PATTERN Cited by 1 source
Streaming CDC to relational buffer¶
Streaming CDC to relational buffer is the pattern of landing a change-data-capture stream from a source-of-truth system directly into a PostgreSQL (or other relational) database using JSONB as the ingest buffer, fronted by a connection-pool + failover proxy to absorb burst traffic, and then selectively normalizing the fields the downstream query workload actually touches.
The pattern fills a gap between two stereotypical CDC architectures:
- Stream → data lake (Kafka → Iceberg / Hudi) is the modern default but adds a full stream-processor + lakehouse stack. Appropriate when downstream consumers are predominantly batch-analytical.
- Stream → dashboard straight from event store works for narrow time-series dashboards but struggles with ad-hoc analytics that need relational joins / indexed lookups.
Stream → relational buffer lands the events somewhere a BI tool can query with regular SQL — JSONB blobs for flexible ingest, materialized / indexed columns for the fields dashboards actually touch. A good middle ground when:
- The downstream consumers are BI dashboards needing real-time relational queries.
- The team doesn't want to stand up a full lakehouse for a single use case.
- The query workload is known and bounded (selective indexing covers it).
Shape¶
Source system
│ CDC stream (e.g. NDJSON over HTTPS)
▼
Ingress tier (optional: NLB + NAT router for cross-VPC ingress)
▼
Connection-pool + failover proxy (e.g. RDS Proxy with IAM auth)
▼
Relational DB (Aurora PostgreSQL, Multi-AZ)
│
│ INSERT INTO events (op, table, ts, data)
│ VALUES ('update', 'sales_orders', now(), $jsonb);
│
│ Expression indexes:
│ CREATE INDEX ON events ((data->>'customer_id'));
│ CREATE INDEX ON events ((data->>'region'));
│
│ Optional materialized views for hot aggregates.
▼
BI tier (QuickSight, SPICE cache over aggregates)
Why JSONB as the buffer¶
See concepts/jsonb-streaming-buffer for the detail. The short version:
- Schema tolerance: arriving CDC events evolve with upstream schema changes without blocking ingest.
- Selective indexing: only the fields dashboards query get indexed — no upfront commitment to a complete normalized schema.
- Relational queryability: standard SQL + JSONB path expressions from the BI layer, no special streaming-query engine required.

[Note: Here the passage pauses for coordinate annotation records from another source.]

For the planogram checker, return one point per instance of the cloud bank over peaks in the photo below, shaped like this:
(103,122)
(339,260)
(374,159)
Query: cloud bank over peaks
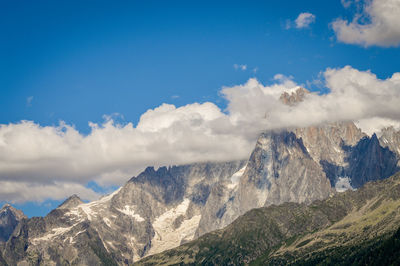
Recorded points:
(56,161)
(377,24)
(304,20)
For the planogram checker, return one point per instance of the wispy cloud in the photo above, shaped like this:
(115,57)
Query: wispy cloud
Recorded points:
(29,101)
(239,67)
(304,20)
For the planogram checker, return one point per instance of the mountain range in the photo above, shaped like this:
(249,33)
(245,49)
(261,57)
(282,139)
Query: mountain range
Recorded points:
(302,193)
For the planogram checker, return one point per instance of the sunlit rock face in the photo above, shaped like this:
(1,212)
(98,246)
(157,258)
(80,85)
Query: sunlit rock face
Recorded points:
(162,208)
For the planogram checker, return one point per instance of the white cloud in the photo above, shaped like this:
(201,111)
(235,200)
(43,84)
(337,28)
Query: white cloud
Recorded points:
(304,20)
(239,67)
(51,159)
(377,24)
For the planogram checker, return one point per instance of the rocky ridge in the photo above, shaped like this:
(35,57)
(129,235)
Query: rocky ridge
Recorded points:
(344,228)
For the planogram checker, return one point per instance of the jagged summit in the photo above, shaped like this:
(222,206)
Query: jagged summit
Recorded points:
(7,208)
(294,97)
(71,202)
(164,207)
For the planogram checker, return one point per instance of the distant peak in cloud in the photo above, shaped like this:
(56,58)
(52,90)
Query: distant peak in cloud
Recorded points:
(304,20)
(376,25)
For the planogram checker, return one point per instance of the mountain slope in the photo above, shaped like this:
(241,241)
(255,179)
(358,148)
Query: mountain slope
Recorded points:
(292,233)
(162,208)
(9,219)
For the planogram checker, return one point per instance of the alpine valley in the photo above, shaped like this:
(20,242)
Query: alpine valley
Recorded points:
(321,194)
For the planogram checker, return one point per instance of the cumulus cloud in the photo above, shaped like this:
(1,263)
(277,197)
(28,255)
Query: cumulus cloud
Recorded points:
(377,24)
(304,20)
(239,67)
(55,161)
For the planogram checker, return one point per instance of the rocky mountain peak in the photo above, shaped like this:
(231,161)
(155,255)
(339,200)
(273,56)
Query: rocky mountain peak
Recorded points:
(9,219)
(294,97)
(71,202)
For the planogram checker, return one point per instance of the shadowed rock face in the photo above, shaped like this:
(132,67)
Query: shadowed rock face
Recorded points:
(165,207)
(9,219)
(348,226)
(369,161)
(391,138)
(364,162)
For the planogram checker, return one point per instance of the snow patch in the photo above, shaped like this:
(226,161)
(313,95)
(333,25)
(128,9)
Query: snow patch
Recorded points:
(166,235)
(54,233)
(127,210)
(343,184)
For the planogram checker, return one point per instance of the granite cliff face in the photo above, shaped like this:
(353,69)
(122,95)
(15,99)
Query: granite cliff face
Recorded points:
(352,228)
(9,219)
(169,206)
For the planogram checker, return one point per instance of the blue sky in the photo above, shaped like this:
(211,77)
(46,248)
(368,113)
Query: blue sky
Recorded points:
(76,61)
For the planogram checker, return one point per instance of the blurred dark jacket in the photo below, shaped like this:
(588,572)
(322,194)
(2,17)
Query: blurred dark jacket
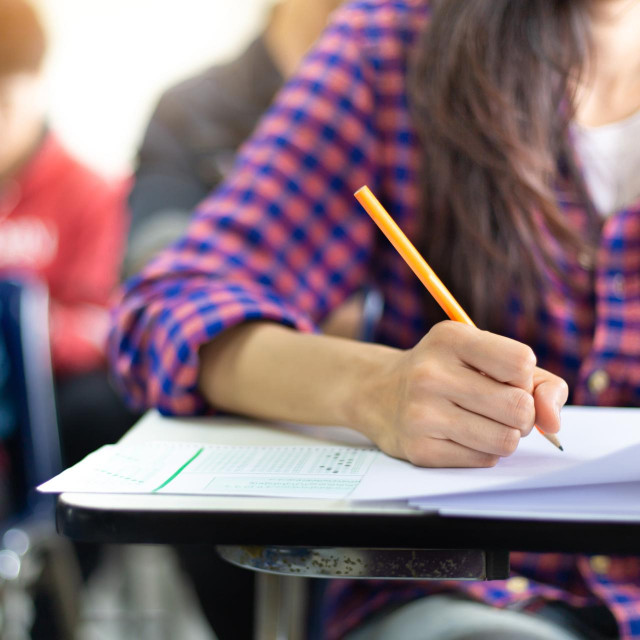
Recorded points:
(190,145)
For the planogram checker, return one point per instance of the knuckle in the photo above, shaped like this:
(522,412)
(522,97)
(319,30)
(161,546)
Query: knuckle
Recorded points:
(485,460)
(525,362)
(522,410)
(509,440)
(419,456)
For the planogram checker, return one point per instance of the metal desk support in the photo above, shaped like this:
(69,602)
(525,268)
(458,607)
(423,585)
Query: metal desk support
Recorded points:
(281,597)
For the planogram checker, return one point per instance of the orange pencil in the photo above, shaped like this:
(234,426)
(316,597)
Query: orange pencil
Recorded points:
(420,267)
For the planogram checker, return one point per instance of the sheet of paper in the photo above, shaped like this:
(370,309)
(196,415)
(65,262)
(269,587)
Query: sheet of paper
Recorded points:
(600,446)
(185,468)
(611,502)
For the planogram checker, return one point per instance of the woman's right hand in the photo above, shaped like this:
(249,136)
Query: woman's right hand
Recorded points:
(462,397)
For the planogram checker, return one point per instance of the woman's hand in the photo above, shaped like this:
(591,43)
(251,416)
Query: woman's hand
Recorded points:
(463,397)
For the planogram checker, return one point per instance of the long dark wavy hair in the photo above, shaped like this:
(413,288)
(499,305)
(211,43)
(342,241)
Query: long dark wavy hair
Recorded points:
(492,89)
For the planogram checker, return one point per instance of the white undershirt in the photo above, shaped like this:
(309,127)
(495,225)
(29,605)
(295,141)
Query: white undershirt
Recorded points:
(610,157)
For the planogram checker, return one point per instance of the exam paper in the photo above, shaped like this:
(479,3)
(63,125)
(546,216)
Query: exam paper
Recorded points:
(601,445)
(611,502)
(194,469)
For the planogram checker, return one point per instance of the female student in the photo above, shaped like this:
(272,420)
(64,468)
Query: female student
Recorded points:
(502,136)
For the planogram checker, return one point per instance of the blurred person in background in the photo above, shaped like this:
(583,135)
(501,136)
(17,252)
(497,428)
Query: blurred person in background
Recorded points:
(65,226)
(188,148)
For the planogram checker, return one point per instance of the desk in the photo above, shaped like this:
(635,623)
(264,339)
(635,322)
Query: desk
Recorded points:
(318,537)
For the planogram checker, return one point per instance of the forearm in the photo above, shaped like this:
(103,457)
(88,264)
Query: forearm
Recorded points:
(269,371)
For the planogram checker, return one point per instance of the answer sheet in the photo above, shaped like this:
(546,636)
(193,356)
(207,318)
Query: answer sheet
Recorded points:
(602,447)
(186,468)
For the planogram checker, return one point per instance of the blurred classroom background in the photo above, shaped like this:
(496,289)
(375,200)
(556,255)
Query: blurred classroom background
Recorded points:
(109,61)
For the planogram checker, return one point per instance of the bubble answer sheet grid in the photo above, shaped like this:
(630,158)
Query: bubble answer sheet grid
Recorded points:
(602,454)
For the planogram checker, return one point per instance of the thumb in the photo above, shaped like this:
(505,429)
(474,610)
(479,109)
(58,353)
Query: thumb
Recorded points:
(550,393)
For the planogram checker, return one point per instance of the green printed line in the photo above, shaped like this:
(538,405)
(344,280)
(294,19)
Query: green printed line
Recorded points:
(180,470)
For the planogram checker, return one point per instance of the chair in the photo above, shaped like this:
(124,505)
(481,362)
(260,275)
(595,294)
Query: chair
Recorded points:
(33,558)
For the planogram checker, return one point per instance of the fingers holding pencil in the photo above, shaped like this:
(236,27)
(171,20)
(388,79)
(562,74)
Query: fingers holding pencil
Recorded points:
(547,396)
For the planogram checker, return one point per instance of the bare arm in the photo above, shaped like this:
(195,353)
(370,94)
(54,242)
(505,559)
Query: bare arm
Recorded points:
(460,397)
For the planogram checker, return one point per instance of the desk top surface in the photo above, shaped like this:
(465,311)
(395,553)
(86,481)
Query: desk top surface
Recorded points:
(297,522)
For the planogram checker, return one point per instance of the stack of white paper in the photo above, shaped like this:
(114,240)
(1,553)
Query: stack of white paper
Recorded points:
(596,477)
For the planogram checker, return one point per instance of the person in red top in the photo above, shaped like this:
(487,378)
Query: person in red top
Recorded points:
(65,226)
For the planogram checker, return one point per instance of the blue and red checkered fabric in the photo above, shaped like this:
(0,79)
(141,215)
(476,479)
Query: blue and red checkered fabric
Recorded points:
(285,240)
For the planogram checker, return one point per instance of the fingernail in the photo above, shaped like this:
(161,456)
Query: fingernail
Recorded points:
(558,408)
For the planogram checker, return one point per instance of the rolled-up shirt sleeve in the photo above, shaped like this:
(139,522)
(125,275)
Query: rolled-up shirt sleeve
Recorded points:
(282,240)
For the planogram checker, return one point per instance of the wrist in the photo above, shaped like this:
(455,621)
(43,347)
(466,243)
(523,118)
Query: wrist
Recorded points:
(368,406)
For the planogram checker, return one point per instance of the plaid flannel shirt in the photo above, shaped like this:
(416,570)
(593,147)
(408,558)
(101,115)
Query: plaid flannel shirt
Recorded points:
(283,239)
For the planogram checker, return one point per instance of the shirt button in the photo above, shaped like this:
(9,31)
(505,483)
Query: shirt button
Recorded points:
(598,381)
(617,285)
(518,584)
(600,564)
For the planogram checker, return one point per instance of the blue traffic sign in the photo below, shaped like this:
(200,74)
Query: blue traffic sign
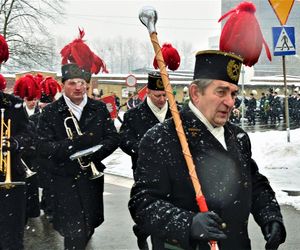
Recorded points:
(283,41)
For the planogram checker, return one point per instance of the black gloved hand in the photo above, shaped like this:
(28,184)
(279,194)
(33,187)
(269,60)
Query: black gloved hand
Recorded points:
(207,226)
(274,233)
(13,147)
(84,141)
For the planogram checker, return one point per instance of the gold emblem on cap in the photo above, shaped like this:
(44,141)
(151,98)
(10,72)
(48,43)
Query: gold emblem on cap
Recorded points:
(159,84)
(233,70)
(194,131)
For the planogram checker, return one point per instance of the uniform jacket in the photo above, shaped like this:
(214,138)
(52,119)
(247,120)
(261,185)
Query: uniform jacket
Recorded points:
(137,121)
(13,200)
(163,199)
(79,200)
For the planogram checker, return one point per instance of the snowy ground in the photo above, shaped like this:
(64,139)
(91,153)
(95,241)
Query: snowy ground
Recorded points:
(277,159)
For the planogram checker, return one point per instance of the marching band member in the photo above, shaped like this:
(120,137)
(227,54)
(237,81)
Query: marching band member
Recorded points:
(13,192)
(163,198)
(27,88)
(78,207)
(137,121)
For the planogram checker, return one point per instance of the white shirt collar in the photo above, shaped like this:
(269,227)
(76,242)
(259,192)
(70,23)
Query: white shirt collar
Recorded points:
(217,132)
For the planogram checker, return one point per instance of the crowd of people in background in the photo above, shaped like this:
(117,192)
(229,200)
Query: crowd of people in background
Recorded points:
(268,109)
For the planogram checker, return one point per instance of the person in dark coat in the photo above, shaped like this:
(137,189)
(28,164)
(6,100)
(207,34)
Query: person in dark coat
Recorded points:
(32,183)
(78,207)
(133,100)
(163,199)
(251,109)
(13,198)
(137,121)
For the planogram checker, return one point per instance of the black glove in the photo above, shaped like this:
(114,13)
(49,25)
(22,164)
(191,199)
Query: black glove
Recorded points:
(207,226)
(13,147)
(274,233)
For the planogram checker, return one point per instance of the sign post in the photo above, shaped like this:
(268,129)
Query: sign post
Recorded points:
(284,44)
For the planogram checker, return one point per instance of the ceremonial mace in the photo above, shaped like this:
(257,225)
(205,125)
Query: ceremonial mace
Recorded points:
(148,16)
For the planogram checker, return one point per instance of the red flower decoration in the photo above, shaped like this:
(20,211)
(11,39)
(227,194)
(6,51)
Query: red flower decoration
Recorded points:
(242,35)
(4,53)
(79,53)
(50,86)
(2,82)
(26,86)
(170,55)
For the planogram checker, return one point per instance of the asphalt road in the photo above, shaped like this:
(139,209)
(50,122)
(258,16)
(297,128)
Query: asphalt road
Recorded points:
(116,232)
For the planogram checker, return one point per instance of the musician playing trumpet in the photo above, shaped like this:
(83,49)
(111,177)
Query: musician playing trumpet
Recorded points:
(78,207)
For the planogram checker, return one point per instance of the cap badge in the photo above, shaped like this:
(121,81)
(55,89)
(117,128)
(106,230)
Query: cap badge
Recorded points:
(233,70)
(159,84)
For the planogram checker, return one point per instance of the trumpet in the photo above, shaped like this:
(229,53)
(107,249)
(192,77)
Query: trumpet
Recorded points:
(5,157)
(95,173)
(28,171)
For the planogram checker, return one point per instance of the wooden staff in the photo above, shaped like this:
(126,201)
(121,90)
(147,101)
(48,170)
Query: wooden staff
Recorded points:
(148,16)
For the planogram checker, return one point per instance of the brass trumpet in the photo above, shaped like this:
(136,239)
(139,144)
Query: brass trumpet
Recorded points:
(28,171)
(5,157)
(95,173)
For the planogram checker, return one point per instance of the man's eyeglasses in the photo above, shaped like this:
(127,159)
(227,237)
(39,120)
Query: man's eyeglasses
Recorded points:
(159,96)
(74,83)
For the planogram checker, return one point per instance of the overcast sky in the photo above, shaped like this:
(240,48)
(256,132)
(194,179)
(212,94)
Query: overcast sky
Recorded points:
(191,21)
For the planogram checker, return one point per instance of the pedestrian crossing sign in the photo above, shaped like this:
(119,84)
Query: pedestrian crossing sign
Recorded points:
(284,41)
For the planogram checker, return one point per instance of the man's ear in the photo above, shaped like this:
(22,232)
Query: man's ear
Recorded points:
(194,92)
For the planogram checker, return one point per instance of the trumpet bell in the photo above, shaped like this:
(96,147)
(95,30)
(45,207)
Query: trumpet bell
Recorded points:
(95,173)
(8,185)
(85,152)
(96,176)
(28,172)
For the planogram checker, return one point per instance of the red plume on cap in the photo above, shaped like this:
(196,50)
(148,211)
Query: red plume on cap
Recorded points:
(79,53)
(242,35)
(26,86)
(4,53)
(39,78)
(2,82)
(170,55)
(50,86)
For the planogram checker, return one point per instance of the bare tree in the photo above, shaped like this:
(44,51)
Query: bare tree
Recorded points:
(23,26)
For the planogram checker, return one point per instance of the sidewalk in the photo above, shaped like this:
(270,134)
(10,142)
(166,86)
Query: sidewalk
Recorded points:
(116,231)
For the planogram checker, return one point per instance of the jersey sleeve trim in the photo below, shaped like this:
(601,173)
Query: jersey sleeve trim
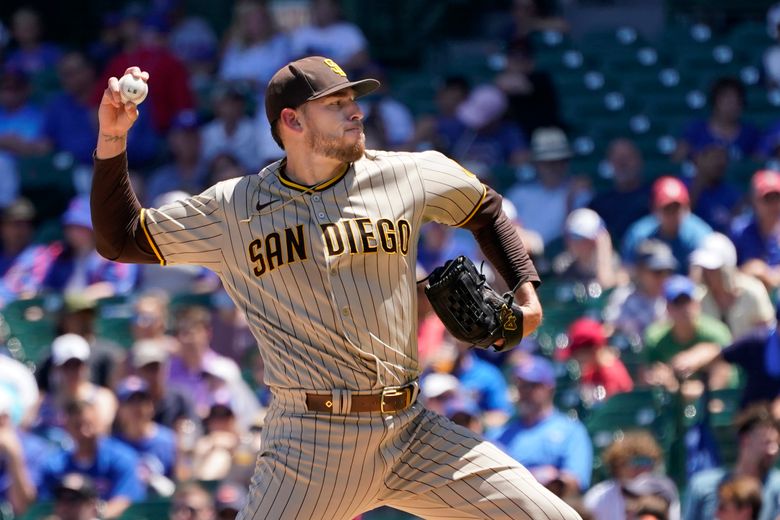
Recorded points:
(474,211)
(156,249)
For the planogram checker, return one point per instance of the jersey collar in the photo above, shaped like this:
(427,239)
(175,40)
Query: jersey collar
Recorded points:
(301,187)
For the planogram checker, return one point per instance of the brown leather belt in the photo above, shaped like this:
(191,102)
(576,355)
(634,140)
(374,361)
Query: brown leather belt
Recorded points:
(392,399)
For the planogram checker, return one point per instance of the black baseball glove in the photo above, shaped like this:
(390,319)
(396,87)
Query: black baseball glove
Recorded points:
(472,310)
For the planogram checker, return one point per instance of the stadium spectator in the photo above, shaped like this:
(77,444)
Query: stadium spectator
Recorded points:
(480,138)
(143,46)
(21,457)
(724,126)
(757,450)
(69,123)
(16,378)
(756,236)
(589,256)
(214,451)
(480,381)
(192,502)
(31,54)
(231,131)
(75,498)
(602,372)
(187,170)
(683,346)
(21,127)
(186,367)
(626,201)
(72,265)
(255,48)
(69,380)
(632,308)
(543,205)
(153,443)
(739,499)
(739,300)
(17,226)
(626,458)
(713,198)
(172,407)
(671,222)
(229,498)
(549,443)
(109,463)
(106,358)
(533,100)
(650,497)
(387,123)
(332,36)
(431,130)
(531,16)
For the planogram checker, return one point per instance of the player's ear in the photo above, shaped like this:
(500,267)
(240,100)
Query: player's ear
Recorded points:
(290,119)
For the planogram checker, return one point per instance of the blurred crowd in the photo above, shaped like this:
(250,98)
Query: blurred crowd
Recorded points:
(655,284)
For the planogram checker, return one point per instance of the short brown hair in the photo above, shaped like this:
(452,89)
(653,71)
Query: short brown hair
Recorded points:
(742,491)
(275,133)
(196,314)
(636,443)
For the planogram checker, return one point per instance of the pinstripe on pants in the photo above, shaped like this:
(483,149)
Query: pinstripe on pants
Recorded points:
(316,465)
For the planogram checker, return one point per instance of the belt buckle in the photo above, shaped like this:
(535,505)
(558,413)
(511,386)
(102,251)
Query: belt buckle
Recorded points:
(394,391)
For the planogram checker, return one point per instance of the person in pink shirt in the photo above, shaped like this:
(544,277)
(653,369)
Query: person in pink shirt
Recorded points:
(600,366)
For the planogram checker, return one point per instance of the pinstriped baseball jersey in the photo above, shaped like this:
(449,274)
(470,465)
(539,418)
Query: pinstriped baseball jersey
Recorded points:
(325,275)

Why a connection pool / failover proxy¶
Streaming CDC is a high-frequency continuous write workload. Direct connections from the ingress tier can:
- Exhaust Aurora's native
max_connectionsunder burst. - Fail open on writer failover, dropping events.
A proxy like RDS Proxy:
- Pools a large number of short-lived client connections onto a smaller pool of long-lived backend connections.
- Transparently redirects traffic to the promoted replica on writer failure — CDC ingest keeps flowing.
- Supports IAM auth so credentials aren't in the NAT tier's environment.
Canonical production instance¶
sources/2026-04-21-aws-oldcastle-infor-aurora-quicksight-real-time-analytics — Oldcastle APG lands Infor Cloud ERP CDC events (NDJSON over HTTPS) into Aurora PostgreSQL JSONB, fronted by RDS Proxy, behind the patterns/nat-router-for-static-ip-ingress ingress shape. QuickSight dashboards query via relational SQL with SPICE caching for hot aggregates. 50+ dashboards; 100+ concurrent users; millions of transactions/day processed in real time.
Trade-offs¶
- Not a replacement for a lakehouse. Analytical workloads that scan petabytes belong on Iceberg/Hudi/Delta with a columnar engine — not JSONB on Postgres.
- Schema drift is a monitoring burden. JSONB absorbs whatever upstream emits; auditing for silent schema changes is the application's responsibility (see concepts/schema-evolution).
- Retention policy matters. JSONB grows unboundedly without TTL; a CDC stream landed into a relational buffer needs an archival / deletion policy or the table becomes a cost liability.
- Delivery semantics inherit from the source. If the source CDC stream is at-least-once, the relational buffer must be idempotent or de-duplicate.